To further characterize gene-body turnover clusters, we applied gene ontology (GO) analysis to each cluster separately using the PANTHER web tool (35) (Figure 3D). Cluster 1, which is characterized by the highest H3.3 enrichment scores within the gene body, was enriched with GO terms largely associated with chromatin and transcription (Figure 3D, top) and Cluster 2 shows enrichment of GO terms associated with development. We further performed in silico ‘reverse ChIP’ analysis for the different clusters using available ChIP-seq datasets we previously collected in the form of BindDB (36), and identified several transcription factors (TFs) that are selectively and significantly enriched within each of the four clusters (Figure 3E). Genes in Cluster 1 were enriched for features of super-enhancers including p300 and Med1 while genes in Cluster 2 were enriched with PRC2 components including Phf19, Utx and Jarid2. To determine whether the clusters are associated with different sets of promoters based on CpG content, we classified the promoters into groups of High-, Intermediate- and Low-CpG content within the four clusters (Figure 3F). Previous studies showed that the majority of genes with high CpG content promoters (HCP genes) in both ESCs and differentiated cells are marked by histone H3K4me3 and RNAPII occupancy, regardless of whether the gene is active or repressed (37–39). Analysis of the DNA methylation status (meCpG) around the TSS of the clusters revealed, in Clusters 1–3, a negative correlation between H3.3 turnover rate (log2 ratio between the 1 and 8 h time-points at promoter regions, see below) and CpG methylation (Figure 3G). Cluster 4 contains low/non-expressed genes and their TSS region is methylated, as expected. However, the H3.3 turnover rate is still higher than the background levels. It is interesting to note that in the absence of the H3.3 chaperone HIRA, normal CpG methylation pattern was lost during mouse oogenesis (40). Thus, H3.3 turnover might play an important role in establishing a proper methylation pattern during normal development. The enrichment of the super-enhancer signature in Cluster 1 and the PRC2 signature in Cluster 2, prompted us to further focus on genes adjacent to super-enhancers in ESCs, which are highly expressed (41), and bivalent genes, which are marked by both H3K4me3 and H3K27me3 (39,42–44).
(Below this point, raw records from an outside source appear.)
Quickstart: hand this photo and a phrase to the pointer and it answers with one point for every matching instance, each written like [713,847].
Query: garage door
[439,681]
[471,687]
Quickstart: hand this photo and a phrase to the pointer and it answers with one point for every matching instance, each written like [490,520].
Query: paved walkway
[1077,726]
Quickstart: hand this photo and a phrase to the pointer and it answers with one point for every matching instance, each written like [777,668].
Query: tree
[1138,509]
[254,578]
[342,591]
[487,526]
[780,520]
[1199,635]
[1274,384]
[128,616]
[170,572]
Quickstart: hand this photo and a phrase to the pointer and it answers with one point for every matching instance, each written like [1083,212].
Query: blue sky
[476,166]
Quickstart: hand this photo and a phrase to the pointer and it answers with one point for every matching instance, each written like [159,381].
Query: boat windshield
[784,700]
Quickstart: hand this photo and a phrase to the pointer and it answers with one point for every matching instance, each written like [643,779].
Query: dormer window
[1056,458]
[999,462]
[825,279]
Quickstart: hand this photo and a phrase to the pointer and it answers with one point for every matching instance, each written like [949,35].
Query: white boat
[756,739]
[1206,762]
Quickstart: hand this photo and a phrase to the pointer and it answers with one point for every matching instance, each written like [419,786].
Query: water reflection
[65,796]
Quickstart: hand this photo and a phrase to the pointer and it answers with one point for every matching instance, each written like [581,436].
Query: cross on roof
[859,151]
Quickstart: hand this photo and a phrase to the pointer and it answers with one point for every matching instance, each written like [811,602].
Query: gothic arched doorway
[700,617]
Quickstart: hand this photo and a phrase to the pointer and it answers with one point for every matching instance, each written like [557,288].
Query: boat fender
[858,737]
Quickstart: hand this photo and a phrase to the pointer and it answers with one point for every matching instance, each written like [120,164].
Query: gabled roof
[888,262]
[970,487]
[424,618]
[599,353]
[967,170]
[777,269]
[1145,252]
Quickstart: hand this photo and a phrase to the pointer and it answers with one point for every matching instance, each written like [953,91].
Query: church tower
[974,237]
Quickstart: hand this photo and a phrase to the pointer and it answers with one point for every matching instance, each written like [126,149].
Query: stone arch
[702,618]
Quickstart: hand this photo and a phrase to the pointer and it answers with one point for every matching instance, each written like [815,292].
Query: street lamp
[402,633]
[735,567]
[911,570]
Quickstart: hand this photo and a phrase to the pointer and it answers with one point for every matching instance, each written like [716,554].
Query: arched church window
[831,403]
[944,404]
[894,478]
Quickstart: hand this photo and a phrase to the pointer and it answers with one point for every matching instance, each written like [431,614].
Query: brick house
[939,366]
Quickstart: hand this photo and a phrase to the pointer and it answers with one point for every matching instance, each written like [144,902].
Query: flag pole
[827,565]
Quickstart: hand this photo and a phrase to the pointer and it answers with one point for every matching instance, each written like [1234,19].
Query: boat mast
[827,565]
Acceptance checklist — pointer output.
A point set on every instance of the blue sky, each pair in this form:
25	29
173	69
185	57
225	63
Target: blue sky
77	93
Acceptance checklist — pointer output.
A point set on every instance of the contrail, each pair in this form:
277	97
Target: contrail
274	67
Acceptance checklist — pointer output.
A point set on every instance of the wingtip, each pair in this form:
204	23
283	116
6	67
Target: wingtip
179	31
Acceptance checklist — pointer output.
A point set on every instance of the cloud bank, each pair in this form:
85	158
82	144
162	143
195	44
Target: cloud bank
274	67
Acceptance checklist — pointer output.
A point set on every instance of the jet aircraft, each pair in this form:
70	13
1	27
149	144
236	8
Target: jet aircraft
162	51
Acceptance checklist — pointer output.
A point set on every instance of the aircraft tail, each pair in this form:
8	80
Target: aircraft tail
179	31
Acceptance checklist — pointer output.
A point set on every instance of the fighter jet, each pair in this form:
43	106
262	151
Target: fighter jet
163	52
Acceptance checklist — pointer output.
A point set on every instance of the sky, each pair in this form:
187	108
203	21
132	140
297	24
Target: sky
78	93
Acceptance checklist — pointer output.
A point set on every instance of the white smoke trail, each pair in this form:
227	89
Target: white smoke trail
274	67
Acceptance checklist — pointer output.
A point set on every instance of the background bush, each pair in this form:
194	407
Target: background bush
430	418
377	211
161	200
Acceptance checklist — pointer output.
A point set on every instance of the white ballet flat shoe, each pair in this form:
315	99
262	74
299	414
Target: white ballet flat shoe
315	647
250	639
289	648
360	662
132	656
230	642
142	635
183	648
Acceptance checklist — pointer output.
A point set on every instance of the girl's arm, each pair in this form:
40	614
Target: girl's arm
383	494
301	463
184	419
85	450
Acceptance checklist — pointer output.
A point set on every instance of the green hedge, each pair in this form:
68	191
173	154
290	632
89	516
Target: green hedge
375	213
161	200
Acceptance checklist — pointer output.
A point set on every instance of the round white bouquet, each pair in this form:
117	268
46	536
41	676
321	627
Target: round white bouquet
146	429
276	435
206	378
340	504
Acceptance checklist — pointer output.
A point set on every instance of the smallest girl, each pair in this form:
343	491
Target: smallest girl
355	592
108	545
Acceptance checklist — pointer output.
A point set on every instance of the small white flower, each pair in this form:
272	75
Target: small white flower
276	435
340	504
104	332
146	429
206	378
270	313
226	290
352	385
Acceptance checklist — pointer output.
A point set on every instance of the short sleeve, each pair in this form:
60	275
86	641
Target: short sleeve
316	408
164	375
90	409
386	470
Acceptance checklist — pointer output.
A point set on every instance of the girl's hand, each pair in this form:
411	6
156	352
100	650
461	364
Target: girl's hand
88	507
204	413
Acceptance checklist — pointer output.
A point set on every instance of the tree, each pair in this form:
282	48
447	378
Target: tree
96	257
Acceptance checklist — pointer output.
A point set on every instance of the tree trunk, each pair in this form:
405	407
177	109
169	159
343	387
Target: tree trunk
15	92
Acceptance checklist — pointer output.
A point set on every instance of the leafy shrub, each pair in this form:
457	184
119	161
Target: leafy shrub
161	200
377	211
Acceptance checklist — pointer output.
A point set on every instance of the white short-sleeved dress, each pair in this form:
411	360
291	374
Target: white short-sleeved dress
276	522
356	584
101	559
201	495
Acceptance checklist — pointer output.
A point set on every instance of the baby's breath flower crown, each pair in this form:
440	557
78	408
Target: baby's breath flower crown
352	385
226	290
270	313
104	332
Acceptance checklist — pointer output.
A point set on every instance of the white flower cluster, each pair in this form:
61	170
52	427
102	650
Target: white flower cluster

H3.3 turnover reflects transcriptional states in ESCs
These differences in H3.3 dynamics between ESCs and 4dRA prompted us to examine the nature of these changes, particularly in relation to gene expression. To this end, we performed functional gene classification by grouping the genes according to their expression levels in ESCs and 4dRA (Figure 4A). We estimated turnover rates for each gene (TSS and gene body) by taking the log2 ratio between the 1 and 8 h time-points at promoter regions, as previously performed (33), and compared the general turnover rate of the genome in both ESCs and 4dRA (Figure 4B). To test whether H3.3 turnover rates reflect transcription rates, we analyzed the ‘high’ (genes highly expressed in both ESCs and 4dRA) and ‘low’ (genes not expressed in either condition) expression groups (Figure 4A) separately. Interestingly, comparing H3.3 turnover rates in ESCs and RA-treated cells, we found that the wider turnover peak in ESCs becomes more concentrated around the TSS in 4dRA (Figure 4B). While the ‘low’ expression group showed a small difference in H3.3 turnover between ESCs and 4dRA, the ‘high’ expression group showed a wider exchange region around the TSS in the undifferentiated ESCs (Figure 4C). In contrast to TSS turnover dynamics, in which the highly expressed genes showed, as expected, the fastest H3.3 TSS turnover rates (bold lines) and the lowly expressed genes showed the slowest turnover rates (thin lines). However, in the gene body itself and upstream to the TSS region, we observed opposite trends: the highly expressed genes, which are also relatively enriched with H3.3, showed a slower H3.3 turnover rate than the lowly-expressed and the silent genes (Figure 3C and Supplementary Figure S2D). These results demonstrate that H3.3 is enriched in highly expressed genes but while the H3.3 turnover rate around the TSS is mainly a function of expression, H3.3 turnover rate upstream to the TSS and inside the gene body displays a more complex pattern.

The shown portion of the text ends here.